Saúde

19/12/2012 às 14h06 (Atualizado em 19/12/2012 às 14h33)

Idosa com síndrome rara não consegue tirar músicas da cabeça

Cath Gamester conta que transtorno começa desde que acorda e só termina pouco antes de dormir

BBC Brasil

Britânica Cath Gamester ouve uma lista de seis músicas em sua cabeça dia e noite, sem parar Reprodução BBC

Aos 84 anos, a aposentada britânica Cath Gamester sofre de uma síndrome rara que anualmente afeta apenas um em cada 10 mil sexagenários.

Trata-se da ear syndrome, ou síndrome do ouvido musical, embora no Brasil o tema seja tratado simplesmente pelo termo 'alucinações musicais'.

Os idosos que sofrem com o problema tendem a ouvir uma lista de seis a dez músicas que se repetem constantemente em suas cabeças.

Eles contam que o transtorno começa desde que acordam e vai evoluindo ao longo do dia, passando por suas tarefas diárias, como assistir TV.

O problema só termina pouco antes de dormir. E o pior é que as músicas são sempre as mesmas.

No caso de Gamester, a lista inclui Parabéns a Você, o hino nacional britânico, e hinos religiosos, sempre na voz de um tenor masculino — que ao menos é do seu agrado.

— É um tenor, uma voz de homem. E é uma voz bonita, muito forte e alta, com música de som de fundo.

Dentre as seis canções que ela ouve sem parar, uma delas é, sem dúvida, a pior.

— A música Parabéns a Você - a cada dois minutos estou desejando feliz aniversário para alguém - odeio essa.

A aposentada explica que tudo começou há dois anos, quando sua irmã morreu e ela começou a tomar antidepressivos. Mas mesmo depois de interromper o tratamento, as músicas não cessaram.

— Fui dormir, e quando acordei, por volta das 8h da manhã, logo ouvi a música, e era o hino nacional. Olhei por todos os lugares, abri a porta de casa. Achei que eram os vizinhos, mas me dei conta de que estava dentro da minha cabeça.

Hinos e canções de natal

O psiquiatra Nick Warner, que é especialista em idosos, acompanhou uma série de pacientes com alucinações musicais.

Ele explica que o problema não tem nada a ver com os ouvidos, e que é interessante perceber que na maioria dos casos as músicas são muito parecidas, senão as mesmas.

— Percebi que muitas pessoas com a doença ouviam hinos religiosos e canções de Natal. Particularmente o hino abide with me ('permaneça ao meu lado', em tradução livre), ouvido por 50% dos pacientes.

'É um hino muito reconfortante. Há de se especular se há algo em específico gerando essa necessidade de segurança quando se está envelhecendo. [Uma mensagem] de que você não está sozinho e de que está seguro', diz.

Especialistas também levam em consideração o fato de que em grande parte dos casos os pacientes são idosos e vivem sozinhos.

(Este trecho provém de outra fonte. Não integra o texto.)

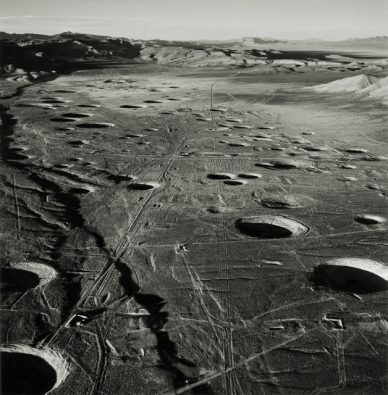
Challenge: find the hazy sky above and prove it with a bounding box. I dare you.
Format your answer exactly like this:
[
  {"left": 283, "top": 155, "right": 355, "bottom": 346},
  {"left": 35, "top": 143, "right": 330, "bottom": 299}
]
[{"left": 0, "top": 0, "right": 388, "bottom": 40}]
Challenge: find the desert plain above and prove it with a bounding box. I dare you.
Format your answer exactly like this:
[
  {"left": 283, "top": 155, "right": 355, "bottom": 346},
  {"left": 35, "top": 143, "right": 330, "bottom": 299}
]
[{"left": 0, "top": 35, "right": 388, "bottom": 395}]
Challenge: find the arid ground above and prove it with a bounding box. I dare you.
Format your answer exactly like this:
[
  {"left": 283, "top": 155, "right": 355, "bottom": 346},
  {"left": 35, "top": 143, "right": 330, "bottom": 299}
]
[{"left": 0, "top": 48, "right": 388, "bottom": 395}]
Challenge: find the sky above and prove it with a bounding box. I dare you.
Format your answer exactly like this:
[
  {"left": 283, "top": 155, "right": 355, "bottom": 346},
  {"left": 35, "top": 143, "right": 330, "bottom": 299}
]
[{"left": 0, "top": 0, "right": 388, "bottom": 40}]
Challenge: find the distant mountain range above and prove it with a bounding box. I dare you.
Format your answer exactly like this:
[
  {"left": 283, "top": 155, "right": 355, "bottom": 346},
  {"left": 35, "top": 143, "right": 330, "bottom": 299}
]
[{"left": 0, "top": 32, "right": 388, "bottom": 74}]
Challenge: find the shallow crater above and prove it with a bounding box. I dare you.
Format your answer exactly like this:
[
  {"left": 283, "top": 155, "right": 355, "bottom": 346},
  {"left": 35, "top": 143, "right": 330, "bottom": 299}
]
[{"left": 236, "top": 215, "right": 309, "bottom": 239}]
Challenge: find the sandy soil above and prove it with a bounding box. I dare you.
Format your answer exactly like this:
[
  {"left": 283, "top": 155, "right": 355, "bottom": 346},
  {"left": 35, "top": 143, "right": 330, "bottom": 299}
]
[{"left": 0, "top": 65, "right": 388, "bottom": 395}]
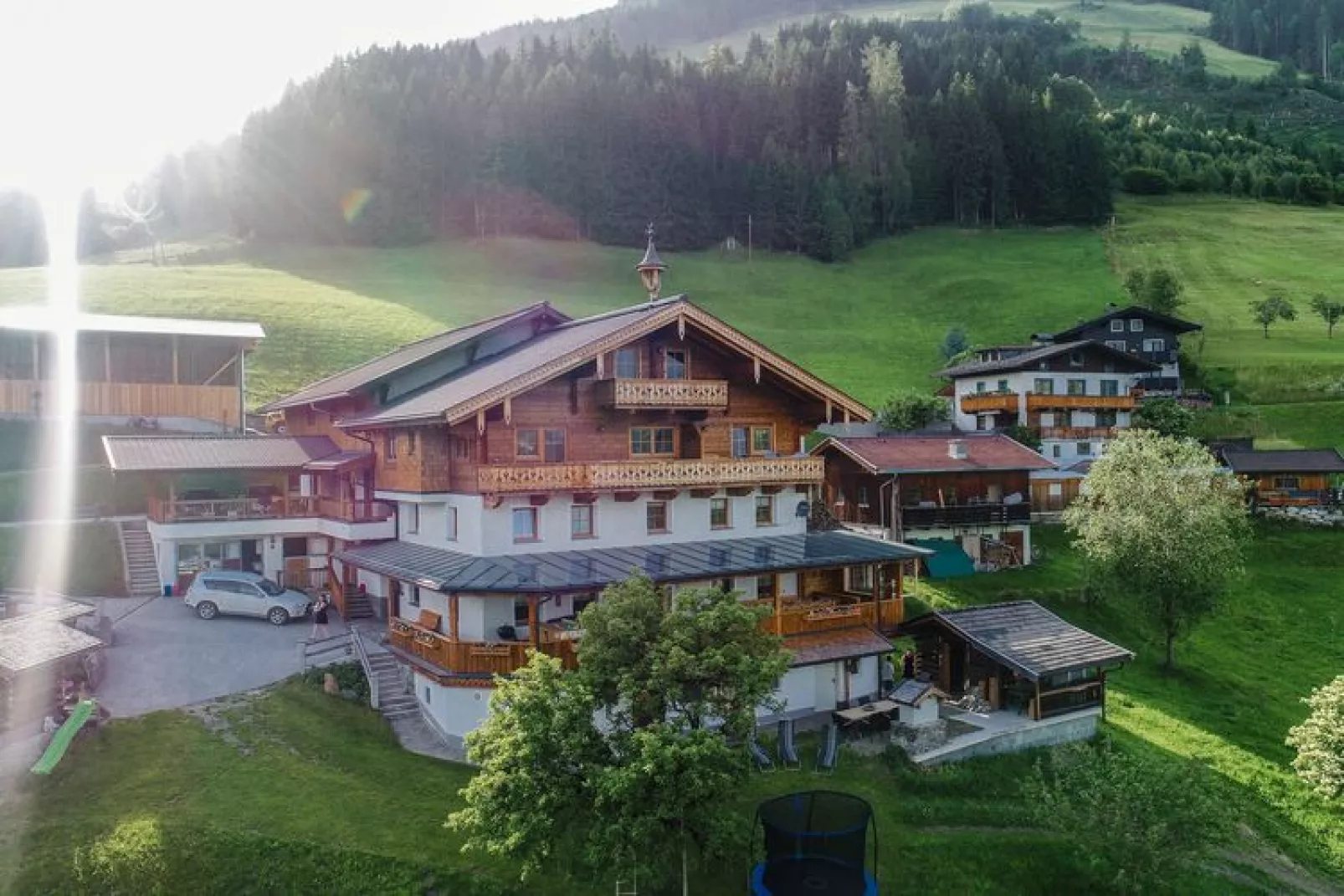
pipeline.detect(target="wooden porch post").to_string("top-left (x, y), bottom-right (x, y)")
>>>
top-left (774, 586), bottom-right (784, 635)
top-left (527, 594), bottom-right (541, 652)
top-left (872, 563), bottom-right (883, 628)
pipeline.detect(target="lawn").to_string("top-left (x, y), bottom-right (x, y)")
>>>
top-left (669, 0), bottom-right (1275, 78)
top-left (0, 528), bottom-right (1344, 896)
top-left (1107, 199), bottom-right (1344, 405)
top-left (0, 197), bottom-right (1344, 450)
top-left (0, 523), bottom-right (126, 599)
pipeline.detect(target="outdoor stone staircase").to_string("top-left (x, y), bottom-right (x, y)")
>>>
top-left (117, 520), bottom-right (162, 598)
top-left (368, 653), bottom-right (419, 723)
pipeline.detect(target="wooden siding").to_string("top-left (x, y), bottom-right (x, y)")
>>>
top-left (961, 392), bottom-right (1018, 414)
top-left (0, 380), bottom-right (240, 428)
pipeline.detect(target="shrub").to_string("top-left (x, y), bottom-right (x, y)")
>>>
top-left (1023, 743), bottom-right (1229, 892)
top-left (1120, 166), bottom-right (1173, 196)
top-left (1288, 676), bottom-right (1344, 799)
top-left (878, 390), bottom-right (949, 433)
top-left (304, 661), bottom-right (368, 703)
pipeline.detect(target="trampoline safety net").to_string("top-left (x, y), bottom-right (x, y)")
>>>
top-left (757, 790), bottom-right (872, 896)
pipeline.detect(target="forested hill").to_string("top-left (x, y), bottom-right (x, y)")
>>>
top-left (476, 0), bottom-right (854, 53)
top-left (238, 7), bottom-right (1113, 259)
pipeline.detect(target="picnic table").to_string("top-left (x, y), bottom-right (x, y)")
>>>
top-left (832, 700), bottom-right (896, 730)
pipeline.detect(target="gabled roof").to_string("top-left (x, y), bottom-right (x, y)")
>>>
top-left (1055, 305), bottom-right (1204, 340)
top-left (339, 295), bottom-right (872, 430)
top-left (0, 305), bottom-right (266, 340)
top-left (1223, 448), bottom-right (1344, 473)
top-left (337, 532), bottom-right (929, 594)
top-left (812, 433), bottom-right (1055, 473)
top-left (102, 435), bottom-right (340, 473)
top-left (900, 601), bottom-right (1134, 681)
top-left (259, 302), bottom-right (570, 414)
top-left (934, 340), bottom-right (1162, 379)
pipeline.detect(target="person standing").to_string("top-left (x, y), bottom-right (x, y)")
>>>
top-left (308, 591), bottom-right (332, 641)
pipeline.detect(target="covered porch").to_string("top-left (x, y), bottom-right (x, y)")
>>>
top-left (337, 532), bottom-right (921, 683)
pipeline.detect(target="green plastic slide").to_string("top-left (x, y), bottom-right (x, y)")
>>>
top-left (33, 700), bottom-right (98, 775)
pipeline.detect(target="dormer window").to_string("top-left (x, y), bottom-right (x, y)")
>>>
top-left (616, 346), bottom-right (639, 380)
top-left (663, 348), bottom-right (690, 380)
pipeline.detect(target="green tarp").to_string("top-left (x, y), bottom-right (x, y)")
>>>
top-left (905, 539), bottom-right (976, 579)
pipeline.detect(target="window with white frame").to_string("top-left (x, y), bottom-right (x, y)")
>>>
top-left (756, 494), bottom-right (774, 525)
top-left (513, 508), bottom-right (541, 541)
top-left (570, 504), bottom-right (597, 539)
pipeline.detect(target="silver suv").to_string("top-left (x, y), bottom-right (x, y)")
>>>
top-left (184, 570), bottom-right (312, 626)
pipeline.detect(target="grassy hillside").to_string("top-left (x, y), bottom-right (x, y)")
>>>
top-left (0, 528), bottom-right (1344, 896)
top-left (0, 199), bottom-right (1344, 444)
top-left (669, 0), bottom-right (1274, 78)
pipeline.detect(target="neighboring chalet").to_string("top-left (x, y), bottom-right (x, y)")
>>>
top-left (1052, 305), bottom-right (1203, 397)
top-left (936, 340), bottom-right (1162, 465)
top-left (1222, 448), bottom-right (1344, 506)
top-left (0, 306), bottom-right (264, 433)
top-left (107, 242), bottom-right (925, 736)
top-left (812, 433), bottom-right (1055, 576)
top-left (900, 601), bottom-right (1134, 765)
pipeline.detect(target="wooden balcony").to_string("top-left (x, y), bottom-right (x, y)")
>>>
top-left (388, 619), bottom-right (578, 676)
top-left (1027, 392), bottom-right (1138, 411)
top-left (0, 380), bottom-right (242, 428)
top-left (592, 379), bottom-right (728, 411)
top-left (149, 496), bottom-right (395, 523)
top-left (1040, 426), bottom-right (1120, 439)
top-left (900, 501), bottom-right (1031, 530)
top-left (961, 392), bottom-right (1018, 414)
top-left (477, 457), bottom-right (825, 494)
top-left (743, 594), bottom-right (905, 635)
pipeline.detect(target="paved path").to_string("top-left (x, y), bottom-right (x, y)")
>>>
top-left (98, 598), bottom-right (346, 717)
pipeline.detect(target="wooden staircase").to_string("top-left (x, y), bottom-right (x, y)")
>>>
top-left (117, 520), bottom-right (162, 598)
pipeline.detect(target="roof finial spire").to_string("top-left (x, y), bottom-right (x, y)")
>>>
top-left (634, 220), bottom-right (668, 302)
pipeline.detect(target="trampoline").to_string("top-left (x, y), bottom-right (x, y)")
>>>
top-left (750, 790), bottom-right (878, 896)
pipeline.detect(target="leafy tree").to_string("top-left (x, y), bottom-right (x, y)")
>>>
top-left (1064, 430), bottom-right (1250, 669)
top-left (1131, 397), bottom-right (1195, 439)
top-left (1023, 741), bottom-right (1229, 893)
top-left (449, 575), bottom-right (787, 887)
top-left (1250, 295), bottom-right (1297, 339)
top-left (1311, 293), bottom-right (1344, 339)
top-left (1125, 268), bottom-right (1185, 315)
top-left (938, 326), bottom-right (971, 361)
top-left (1288, 676), bottom-right (1344, 799)
top-left (878, 390), bottom-right (949, 433)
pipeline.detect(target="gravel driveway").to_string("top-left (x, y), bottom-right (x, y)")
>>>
top-left (97, 598), bottom-right (346, 717)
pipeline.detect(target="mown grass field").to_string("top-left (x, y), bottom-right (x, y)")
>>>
top-left (0, 528), bottom-right (1344, 896)
top-left (668, 0), bottom-right (1274, 78)
top-left (0, 197), bottom-right (1344, 446)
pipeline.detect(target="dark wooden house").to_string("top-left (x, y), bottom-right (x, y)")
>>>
top-left (900, 601), bottom-right (1134, 719)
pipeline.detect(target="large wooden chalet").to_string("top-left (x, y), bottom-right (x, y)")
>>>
top-left (109, 246), bottom-right (925, 735)
top-left (0, 306), bottom-right (264, 431)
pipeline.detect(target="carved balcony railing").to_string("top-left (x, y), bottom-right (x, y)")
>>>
top-left (594, 379), bottom-right (728, 410)
top-left (477, 457), bottom-right (825, 494)
top-left (1027, 392), bottom-right (1138, 411)
top-left (961, 392), bottom-right (1018, 414)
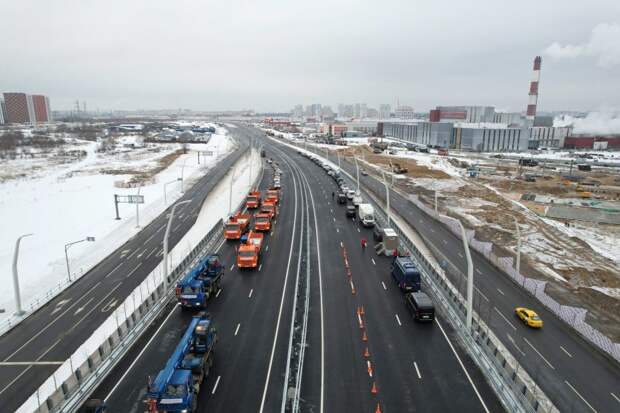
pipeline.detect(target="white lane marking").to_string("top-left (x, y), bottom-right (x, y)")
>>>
top-left (435, 318), bottom-right (490, 413)
top-left (125, 263), bottom-right (142, 278)
top-left (493, 307), bottom-right (517, 331)
top-left (103, 303), bottom-right (180, 401)
top-left (104, 261), bottom-right (124, 278)
top-left (506, 334), bottom-right (525, 357)
top-left (211, 376), bottom-right (222, 394)
top-left (73, 297), bottom-right (95, 315)
top-left (413, 361), bottom-right (422, 380)
top-left (474, 287), bottom-right (489, 302)
top-left (560, 346), bottom-right (573, 358)
top-left (523, 337), bottom-right (555, 370)
top-left (0, 281), bottom-right (101, 360)
top-left (564, 380), bottom-right (596, 413)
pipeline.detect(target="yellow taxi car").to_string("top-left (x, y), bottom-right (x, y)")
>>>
top-left (515, 307), bottom-right (543, 328)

Outros pesquisadores se perguntam se o problema pode estar relacionado com a perda de audição e uma tentativa do cérebro de preencher o vazio com músicas muito conhecidas do paciente.

Pesquisa

Uma reportagem do diário americano The New York Times publicada anos atrás diz que, apesar de serem conhecidas há mais de um século, as alucinações musicais ainda não são muito estudadas.

Em um estudo de 2005, publicado no Jornal Britânico de Psicopatologia, o mesmo Nick Warner realizou uma análise de 30 casos acompanhados por 15 anos.

Ouvir música libera substância química que faz bem ao cérebro

Ele chegou à conclusão que, em dois terços dos casos, a alucinação musical era a única perturbação mental dos pacientes.

Warner também descobriu que um terço era total ou parcialmente surdo. As mulheres tendem a sofrer mais do que os homens, e a média de idade dos doentes é de 78 anos.

Os pacientes acompanhados ouviam uma grande variedade de canções ouvidas repetidamente durante a vida ou com algum significado emocional. E em dois terços dos casos eram músicas religiosas.

A pesquisa também revelou que as alucinações são distintas daquelas sentidas por portadores de esquizofrenia - estes escutam apenas vozes, e não a mesma sequência de músicas.

Aos que sofrem com as alucinações, Cath deixa uma mensagem de esperança:

— Gostaria de dizer a todos que têm o mesmo problema que eu, para que sejam felizes, aproveitem a vida mesmo assim. Aprendi a valorizar o fato de que ao menos não tenho uma doença grave.